Molecular gastronomists, who try to understand the physics and chemistry of food for artistic and culinary effects, make careful use of odorants and aromatics in their creations, but the interactions between saliva and food make isolating the key smell-ecular elements difficult [source: This]. Oh, well. There's always marketing.
Foods are known by many names. Some refer to subtle distinctions, as coriander and cilantro refer to the seeds and the vegetative pieces, respectively, of the Coriandrum sativum plant. Others might reveal cases of mistaken identity, as when many Americans each Thanksgiving mislabel sweet potatoes as yams, when in fact they are two separate plants [source: North Carolina Sweet Potato Commission].
Then there are those foods that assume new monikers for marketing purposes. Canola (a portmanteau of "Canada " and "ola" for oil) is actually a specially bred rapeseed oil rebranded to avoid negative associations with the word "rape" (rape, or Brassica napus, is a plant in the mustard family) and possibly to distance it from earlier versions of rapeseed oil, which were toxic to humans [source: Mikkelson]. Kiwifruit is not from New Zealand at all -- it's a Chinese gooseberry rebranded by exporters to avoid negative associations in Cold War American markets. It's also not a gooseberry, so it's just as well that they changed its label [source: Ministry for Culture and Heritage].
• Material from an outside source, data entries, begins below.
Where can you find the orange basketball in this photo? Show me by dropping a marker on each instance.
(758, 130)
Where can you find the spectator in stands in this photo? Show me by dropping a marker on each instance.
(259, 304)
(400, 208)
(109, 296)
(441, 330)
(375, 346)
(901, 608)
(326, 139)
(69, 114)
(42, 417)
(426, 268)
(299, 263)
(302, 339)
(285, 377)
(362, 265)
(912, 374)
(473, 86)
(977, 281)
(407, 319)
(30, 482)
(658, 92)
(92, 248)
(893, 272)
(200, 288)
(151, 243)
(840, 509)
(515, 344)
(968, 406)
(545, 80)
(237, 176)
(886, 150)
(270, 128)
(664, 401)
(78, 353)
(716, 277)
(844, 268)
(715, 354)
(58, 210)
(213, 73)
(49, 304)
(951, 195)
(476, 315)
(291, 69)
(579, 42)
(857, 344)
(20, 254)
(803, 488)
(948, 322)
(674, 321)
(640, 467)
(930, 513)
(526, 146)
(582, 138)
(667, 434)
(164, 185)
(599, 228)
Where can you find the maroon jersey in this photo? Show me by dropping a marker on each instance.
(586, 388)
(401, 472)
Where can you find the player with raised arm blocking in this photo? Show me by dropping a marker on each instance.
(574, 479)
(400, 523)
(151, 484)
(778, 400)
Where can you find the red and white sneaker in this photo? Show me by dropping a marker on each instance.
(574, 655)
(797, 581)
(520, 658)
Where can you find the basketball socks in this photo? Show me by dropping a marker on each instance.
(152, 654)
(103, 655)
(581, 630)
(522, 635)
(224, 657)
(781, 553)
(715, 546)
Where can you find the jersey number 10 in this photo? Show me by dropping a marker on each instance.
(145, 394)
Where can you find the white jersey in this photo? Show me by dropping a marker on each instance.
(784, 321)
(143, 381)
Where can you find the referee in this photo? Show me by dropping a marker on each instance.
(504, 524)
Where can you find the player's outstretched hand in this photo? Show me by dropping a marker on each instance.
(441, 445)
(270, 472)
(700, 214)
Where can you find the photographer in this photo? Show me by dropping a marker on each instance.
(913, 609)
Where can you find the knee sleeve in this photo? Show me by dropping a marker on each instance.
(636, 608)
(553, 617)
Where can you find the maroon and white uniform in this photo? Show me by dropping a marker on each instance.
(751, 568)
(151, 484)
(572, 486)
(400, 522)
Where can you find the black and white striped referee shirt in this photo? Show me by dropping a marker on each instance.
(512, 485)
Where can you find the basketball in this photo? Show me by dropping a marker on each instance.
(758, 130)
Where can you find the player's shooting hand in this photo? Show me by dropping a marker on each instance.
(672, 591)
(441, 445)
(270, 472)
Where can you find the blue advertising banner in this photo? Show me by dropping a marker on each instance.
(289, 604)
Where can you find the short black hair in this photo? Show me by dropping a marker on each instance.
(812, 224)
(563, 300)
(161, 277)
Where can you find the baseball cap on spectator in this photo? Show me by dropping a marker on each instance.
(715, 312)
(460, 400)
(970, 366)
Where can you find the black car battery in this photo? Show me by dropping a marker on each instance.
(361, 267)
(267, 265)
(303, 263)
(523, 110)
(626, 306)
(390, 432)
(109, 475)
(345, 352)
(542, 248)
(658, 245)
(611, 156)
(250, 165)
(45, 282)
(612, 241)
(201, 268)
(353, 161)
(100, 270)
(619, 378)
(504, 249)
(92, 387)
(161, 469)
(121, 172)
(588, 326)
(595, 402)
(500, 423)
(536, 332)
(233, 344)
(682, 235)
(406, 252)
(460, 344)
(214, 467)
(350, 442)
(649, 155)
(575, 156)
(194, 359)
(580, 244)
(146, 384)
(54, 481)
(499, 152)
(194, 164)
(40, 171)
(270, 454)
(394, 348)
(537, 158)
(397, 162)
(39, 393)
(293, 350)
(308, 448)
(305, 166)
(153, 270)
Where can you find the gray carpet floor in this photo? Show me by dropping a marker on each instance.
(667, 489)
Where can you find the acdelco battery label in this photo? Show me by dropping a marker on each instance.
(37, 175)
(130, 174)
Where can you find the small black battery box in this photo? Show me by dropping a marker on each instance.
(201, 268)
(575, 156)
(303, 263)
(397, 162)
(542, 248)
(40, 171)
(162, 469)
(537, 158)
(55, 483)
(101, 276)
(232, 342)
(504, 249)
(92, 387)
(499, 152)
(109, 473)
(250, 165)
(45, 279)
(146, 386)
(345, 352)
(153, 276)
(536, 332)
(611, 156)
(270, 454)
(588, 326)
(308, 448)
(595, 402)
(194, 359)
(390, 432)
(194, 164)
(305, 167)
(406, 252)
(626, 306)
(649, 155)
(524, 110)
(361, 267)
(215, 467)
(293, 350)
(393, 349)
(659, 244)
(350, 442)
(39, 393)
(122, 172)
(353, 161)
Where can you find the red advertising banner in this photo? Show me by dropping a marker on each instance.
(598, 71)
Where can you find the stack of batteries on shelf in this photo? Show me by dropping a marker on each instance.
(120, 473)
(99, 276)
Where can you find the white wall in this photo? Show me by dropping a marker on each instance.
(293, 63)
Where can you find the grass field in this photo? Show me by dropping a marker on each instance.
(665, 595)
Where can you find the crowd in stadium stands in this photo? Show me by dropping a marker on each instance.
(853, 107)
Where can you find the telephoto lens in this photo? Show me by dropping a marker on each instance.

The Patagonian toothfish (Dissostichus eleginoides) was renamed "Chilean sea bass" to better whet customer appetites and was so successful that it now faces overfishing, despite not being a sea bass at all [source: Fabricant]. For similar reasons, restaurant customers now know the "slimehead" (Hoplostethus atlanticus) as the far more appealing "orange roughy" [source: Allen].
A rose is a rose is a rose, but cheap hake sells better as scarlet snapper [source: Jacquet and Pauly].
HowStuffWorks finds out what's in hummus and whether it is really healthy.
Author's Note: 10 Weird-but-True Food Facts
We live in a time of fascinating food extremes, from factory farms to local food movements. Food deserts, climate change and regional water crises, to say nothing of livestock treatment and health issues, have moved food shopping in the industrialized world into the realms of ethics and social justice.
In the past, population numbers like the ones we now know were considered impossible. Scientific advancements such as nitrogen fixing helped to stave off a looming food crisis in the early part of the 20th century, and economists today tout the power of technology to conquer hunger. Yet a planetary calorie ceiling is inevitable, and long before we reach it we might find ourselves eating far less socially palatable foods than mere maggoty cheese. Food for thought.